February 6, 2012

Stuff We All Get

Everybody loves SWAG, Stuff We All Get, and fly fisherman are no exception. Go to any consumer or trade show and folks stuff as much as possible into their pockets with the free promo goods from the manufacturers. Hell, I've even seen a few folks sporting packs at shows just to load up on all the booty they can get their grubby little mitts on. I love swag as much as the next guy, but I typically only collect a few things and only from the manufacturers I dig or represent. The hoarders, on the other hand, just take whatever's free.

swag
A box showed up on my doorstep last week, I had a heads up it was coming, but I had no idea what the entire contents were.

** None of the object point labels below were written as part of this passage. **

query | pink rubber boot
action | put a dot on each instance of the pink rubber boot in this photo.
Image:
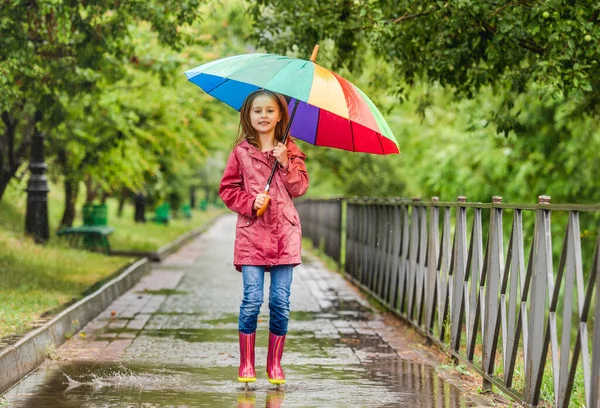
(274, 371)
(246, 373)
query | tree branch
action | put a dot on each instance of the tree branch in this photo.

I knew there were gonna be a few hats and stickers, but I didn't expect the quantity. Or the quality. Survey a bunch of random people at a fly show and you'll find that there is a split consensus as to who calls all this free stuff swag or schwag. I guess both terms are mutually accepted in social circles, but I still think of schwag as an imposter term. Anyone in the know, knows what schwag really means, low-grade marijuana. How the two terms got intertwined I have no idea but I do know that schwag, to put it lightly, is not good. Perhaps that is why schwag got lumped in with swag, because I've seen some of the low grade shit manufacturers (in general, not necessarily in the fly industry) pass off as freebies. Frankly, I'd rather they just skimp out and pass on the free stuff instead of doling out third-rate soft goods that would make me blush in embarrassment if they were mine. So I guess I can see why some folks at these fly shows might opt for the term schwag instead of swag.

beer swag
My goodie box from Scientific Anglers and Ross Reels is definitely in the swag category. I'll be proud to pop any of those lids on my melon, or stickers on my rig to represent the SA/Ross Nation. Of course, my package was privy to a few exclusive extras only issued to Pro Staffers, and they are sick! Oh, and Jefe? I chuckled at your note... Maybe next go round you'll order up some coolies big enough to cover up a few 40 ouncers for us fly gangstas. But just so you know, those coolies cover up the bottom of my Hurricane High Gravities just fine! And that's how I roll.